SLX has higher volatility (7.67%) compared to JEPI (1.46%). In terms of maximum drawdown, SLX dropped -82.14% vs JEPI's -13.71%.
On 5-year performance, SLX leads with 16.03% vs 7.37% for JEPI. On fees, JEPI is cheaper at 0.35% per year. On volatility, JEPI has been the lower-risk option at 1.46%. The better choice depends on whether you care most about return, fees, risk, or income.
Over the 5-year period, SLX has performed better with a 16.03% return vs 7.37%. Past performance does not guarantee future results, so compare this with risk, fees, and fund exposure.
JEPI is cheaper with a 0.35% expense ratio, compared with 0.56% for SLX.
JEPI has the higher dividend yield at 8.23%, compared with 1.18% for SLX.

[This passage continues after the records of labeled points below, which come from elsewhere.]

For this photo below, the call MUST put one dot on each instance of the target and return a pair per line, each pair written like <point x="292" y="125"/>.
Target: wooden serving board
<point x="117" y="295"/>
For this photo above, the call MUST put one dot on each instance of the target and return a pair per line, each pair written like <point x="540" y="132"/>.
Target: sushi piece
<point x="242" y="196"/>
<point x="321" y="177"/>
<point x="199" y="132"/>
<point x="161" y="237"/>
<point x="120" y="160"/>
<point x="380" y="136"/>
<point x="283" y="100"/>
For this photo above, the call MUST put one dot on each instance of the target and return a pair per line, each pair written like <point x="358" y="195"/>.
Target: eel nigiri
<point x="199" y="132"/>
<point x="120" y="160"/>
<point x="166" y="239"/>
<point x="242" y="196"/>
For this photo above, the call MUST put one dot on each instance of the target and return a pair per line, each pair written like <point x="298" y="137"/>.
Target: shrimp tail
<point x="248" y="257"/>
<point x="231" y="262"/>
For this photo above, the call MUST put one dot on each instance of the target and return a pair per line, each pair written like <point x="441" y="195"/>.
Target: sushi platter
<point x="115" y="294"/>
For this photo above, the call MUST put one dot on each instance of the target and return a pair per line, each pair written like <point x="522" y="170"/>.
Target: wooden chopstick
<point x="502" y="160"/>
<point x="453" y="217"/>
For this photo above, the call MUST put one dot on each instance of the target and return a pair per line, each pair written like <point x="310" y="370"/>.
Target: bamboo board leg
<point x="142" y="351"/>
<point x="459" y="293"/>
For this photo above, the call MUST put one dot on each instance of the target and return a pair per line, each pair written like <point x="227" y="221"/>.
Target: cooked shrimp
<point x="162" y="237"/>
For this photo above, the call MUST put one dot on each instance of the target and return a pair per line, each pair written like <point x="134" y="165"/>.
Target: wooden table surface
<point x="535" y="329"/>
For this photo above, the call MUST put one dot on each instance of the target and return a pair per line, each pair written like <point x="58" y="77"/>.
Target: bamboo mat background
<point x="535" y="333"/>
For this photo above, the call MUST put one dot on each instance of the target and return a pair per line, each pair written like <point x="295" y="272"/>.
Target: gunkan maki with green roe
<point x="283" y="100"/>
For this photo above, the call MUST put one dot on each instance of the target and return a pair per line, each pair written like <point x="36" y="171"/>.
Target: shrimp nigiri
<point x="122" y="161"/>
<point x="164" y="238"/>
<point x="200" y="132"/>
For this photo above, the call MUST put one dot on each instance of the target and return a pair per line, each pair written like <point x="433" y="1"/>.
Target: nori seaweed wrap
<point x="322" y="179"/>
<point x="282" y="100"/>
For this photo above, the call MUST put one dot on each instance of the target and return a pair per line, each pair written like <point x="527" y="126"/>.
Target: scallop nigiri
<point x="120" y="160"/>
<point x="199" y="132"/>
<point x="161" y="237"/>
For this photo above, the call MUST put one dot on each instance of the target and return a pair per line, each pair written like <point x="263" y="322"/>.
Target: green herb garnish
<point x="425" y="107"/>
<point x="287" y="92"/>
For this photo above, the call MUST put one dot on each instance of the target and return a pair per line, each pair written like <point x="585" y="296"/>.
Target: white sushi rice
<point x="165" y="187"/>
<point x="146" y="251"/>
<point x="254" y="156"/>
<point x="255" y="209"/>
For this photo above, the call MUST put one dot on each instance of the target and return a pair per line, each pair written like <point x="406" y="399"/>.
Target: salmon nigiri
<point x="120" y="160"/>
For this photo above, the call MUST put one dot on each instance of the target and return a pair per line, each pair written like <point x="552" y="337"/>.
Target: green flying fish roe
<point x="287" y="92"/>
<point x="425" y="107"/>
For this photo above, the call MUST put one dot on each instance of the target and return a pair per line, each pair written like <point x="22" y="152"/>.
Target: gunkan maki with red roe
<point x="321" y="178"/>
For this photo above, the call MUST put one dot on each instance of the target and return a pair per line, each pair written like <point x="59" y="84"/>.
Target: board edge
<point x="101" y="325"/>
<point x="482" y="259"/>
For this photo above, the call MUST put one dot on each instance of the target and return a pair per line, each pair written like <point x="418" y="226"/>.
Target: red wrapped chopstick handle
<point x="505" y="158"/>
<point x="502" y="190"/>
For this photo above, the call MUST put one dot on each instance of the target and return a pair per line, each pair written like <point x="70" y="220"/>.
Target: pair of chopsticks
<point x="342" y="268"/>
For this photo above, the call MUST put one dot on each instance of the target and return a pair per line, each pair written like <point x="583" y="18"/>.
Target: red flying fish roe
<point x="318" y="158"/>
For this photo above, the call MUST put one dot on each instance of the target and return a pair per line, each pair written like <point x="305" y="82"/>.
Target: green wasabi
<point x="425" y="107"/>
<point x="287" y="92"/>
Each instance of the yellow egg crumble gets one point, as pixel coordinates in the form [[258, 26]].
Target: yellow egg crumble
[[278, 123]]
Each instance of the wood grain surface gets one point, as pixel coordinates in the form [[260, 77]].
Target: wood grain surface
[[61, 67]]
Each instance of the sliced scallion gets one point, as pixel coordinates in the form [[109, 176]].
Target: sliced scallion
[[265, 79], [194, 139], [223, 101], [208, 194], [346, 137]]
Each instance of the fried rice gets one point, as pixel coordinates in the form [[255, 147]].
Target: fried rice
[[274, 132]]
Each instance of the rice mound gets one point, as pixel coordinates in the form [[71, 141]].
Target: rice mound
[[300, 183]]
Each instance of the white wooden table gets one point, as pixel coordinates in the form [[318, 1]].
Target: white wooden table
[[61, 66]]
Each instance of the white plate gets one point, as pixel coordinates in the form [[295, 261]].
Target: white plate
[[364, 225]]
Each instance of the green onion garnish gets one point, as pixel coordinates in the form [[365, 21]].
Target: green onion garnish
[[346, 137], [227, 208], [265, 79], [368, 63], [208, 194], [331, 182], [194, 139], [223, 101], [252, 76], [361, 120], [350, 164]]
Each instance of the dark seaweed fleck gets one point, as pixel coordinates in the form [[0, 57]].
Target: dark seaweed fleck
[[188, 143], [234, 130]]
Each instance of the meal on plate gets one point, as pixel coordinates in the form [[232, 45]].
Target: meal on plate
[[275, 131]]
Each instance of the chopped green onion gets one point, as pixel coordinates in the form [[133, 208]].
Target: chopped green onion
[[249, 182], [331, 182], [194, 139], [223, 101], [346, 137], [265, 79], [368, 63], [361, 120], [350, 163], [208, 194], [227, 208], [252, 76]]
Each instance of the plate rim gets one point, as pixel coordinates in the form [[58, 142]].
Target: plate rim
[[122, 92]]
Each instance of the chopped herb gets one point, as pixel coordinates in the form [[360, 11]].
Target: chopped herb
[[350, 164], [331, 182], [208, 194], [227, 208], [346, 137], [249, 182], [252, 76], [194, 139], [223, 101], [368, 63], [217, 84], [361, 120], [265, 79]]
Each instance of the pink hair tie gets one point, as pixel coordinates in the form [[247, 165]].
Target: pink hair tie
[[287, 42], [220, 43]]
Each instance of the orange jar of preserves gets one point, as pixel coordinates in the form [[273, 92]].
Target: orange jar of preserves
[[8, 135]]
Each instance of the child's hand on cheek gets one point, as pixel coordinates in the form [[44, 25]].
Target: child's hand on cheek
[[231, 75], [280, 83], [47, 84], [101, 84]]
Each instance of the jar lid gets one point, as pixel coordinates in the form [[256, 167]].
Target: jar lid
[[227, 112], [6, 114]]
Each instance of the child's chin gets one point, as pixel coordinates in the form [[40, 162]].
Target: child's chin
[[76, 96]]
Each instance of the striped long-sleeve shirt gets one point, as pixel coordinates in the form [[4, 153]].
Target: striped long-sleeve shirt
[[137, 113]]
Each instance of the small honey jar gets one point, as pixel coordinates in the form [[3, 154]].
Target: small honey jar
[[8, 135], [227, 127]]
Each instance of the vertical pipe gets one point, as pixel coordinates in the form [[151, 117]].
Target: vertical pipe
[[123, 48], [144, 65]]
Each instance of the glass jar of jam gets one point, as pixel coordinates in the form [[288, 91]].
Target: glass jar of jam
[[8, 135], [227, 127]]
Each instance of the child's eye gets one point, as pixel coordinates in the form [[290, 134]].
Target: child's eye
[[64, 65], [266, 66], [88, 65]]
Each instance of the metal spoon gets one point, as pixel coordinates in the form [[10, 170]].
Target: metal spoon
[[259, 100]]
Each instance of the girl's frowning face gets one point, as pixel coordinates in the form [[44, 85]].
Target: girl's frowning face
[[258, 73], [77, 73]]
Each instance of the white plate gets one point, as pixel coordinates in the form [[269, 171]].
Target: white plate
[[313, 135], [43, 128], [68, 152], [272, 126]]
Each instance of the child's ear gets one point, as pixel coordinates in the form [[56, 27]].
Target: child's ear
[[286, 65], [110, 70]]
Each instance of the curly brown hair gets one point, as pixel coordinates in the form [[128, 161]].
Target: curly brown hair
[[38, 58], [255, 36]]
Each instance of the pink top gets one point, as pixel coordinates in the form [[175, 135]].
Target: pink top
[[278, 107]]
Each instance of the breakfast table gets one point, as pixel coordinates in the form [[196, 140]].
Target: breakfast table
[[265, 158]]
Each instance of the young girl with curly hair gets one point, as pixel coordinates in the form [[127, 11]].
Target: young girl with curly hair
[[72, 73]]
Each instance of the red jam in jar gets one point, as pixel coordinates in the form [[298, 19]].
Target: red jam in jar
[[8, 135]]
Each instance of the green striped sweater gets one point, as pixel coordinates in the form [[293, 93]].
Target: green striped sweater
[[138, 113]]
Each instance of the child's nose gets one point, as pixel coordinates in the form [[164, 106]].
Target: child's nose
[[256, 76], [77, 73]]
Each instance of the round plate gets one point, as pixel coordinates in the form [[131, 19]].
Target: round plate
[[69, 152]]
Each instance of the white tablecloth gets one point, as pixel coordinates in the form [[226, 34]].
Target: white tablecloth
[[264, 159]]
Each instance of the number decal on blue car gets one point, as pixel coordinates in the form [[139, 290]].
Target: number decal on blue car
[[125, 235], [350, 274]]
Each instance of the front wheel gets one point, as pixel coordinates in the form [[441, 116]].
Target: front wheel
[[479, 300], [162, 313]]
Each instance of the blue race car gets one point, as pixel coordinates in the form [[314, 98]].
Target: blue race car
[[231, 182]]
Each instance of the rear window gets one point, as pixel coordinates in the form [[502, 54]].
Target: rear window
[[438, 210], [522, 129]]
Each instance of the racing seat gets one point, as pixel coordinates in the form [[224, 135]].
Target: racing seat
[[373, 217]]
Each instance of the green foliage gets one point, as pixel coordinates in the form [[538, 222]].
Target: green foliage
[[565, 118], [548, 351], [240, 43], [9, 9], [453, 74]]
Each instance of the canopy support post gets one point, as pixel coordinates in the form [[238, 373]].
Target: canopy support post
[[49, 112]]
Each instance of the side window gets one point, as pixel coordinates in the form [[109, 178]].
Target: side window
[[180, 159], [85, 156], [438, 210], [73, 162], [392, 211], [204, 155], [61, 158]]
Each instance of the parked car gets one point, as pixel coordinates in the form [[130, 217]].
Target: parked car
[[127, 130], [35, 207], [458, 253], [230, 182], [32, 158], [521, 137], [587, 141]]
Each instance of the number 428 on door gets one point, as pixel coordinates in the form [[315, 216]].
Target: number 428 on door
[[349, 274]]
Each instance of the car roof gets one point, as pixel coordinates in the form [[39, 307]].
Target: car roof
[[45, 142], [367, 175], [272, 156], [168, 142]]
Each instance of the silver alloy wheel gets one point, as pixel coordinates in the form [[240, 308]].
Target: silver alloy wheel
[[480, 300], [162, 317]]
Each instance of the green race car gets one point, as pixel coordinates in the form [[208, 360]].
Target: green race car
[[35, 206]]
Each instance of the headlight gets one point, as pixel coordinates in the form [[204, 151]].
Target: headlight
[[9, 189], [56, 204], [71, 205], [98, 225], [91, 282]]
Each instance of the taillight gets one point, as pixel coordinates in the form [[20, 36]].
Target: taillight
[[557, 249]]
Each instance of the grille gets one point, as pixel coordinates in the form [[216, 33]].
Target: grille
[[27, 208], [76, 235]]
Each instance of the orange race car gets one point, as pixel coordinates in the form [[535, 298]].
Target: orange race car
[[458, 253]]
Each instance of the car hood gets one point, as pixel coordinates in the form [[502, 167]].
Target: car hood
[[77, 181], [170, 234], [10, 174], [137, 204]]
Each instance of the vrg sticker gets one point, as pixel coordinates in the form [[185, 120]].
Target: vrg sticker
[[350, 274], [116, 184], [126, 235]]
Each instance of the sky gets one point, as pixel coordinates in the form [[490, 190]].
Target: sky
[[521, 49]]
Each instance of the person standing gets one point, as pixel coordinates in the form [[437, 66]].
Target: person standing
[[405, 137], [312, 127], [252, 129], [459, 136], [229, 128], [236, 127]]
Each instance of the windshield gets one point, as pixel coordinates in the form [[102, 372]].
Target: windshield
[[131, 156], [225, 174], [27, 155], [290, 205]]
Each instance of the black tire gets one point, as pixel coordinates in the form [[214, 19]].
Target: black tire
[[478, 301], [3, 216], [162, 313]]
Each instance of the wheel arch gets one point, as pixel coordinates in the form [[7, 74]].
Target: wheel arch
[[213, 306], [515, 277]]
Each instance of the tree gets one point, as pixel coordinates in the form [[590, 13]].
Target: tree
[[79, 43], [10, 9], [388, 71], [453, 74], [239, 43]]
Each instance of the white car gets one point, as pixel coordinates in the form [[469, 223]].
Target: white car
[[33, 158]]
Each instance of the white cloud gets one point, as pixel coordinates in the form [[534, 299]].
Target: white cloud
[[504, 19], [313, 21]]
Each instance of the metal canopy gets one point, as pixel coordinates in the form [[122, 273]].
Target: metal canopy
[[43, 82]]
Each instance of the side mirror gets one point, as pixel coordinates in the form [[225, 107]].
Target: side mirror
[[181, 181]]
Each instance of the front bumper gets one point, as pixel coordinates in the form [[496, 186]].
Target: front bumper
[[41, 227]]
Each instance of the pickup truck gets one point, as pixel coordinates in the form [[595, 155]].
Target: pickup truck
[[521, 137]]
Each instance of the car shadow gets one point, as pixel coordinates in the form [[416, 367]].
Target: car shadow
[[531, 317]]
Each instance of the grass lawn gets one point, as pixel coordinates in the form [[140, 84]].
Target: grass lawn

SLX is categorized as Materials, while JEPI is Dividend. They also come from different issuers: VanEck and JPMorgan. Their fees differ too: 0.56% for SLX and 0.35% for JEPI.
SLX currently has the higher Sharpe Ratio (3.21 vs 1.05), meaning it's delivered slightly more return per unit of risk over the trailing 12 months. However, this ranking shifts over time - use the Risk/Return Score above for a more comprehensive view that combines Sharpe, Sortino, and other measures used by quantitative funds.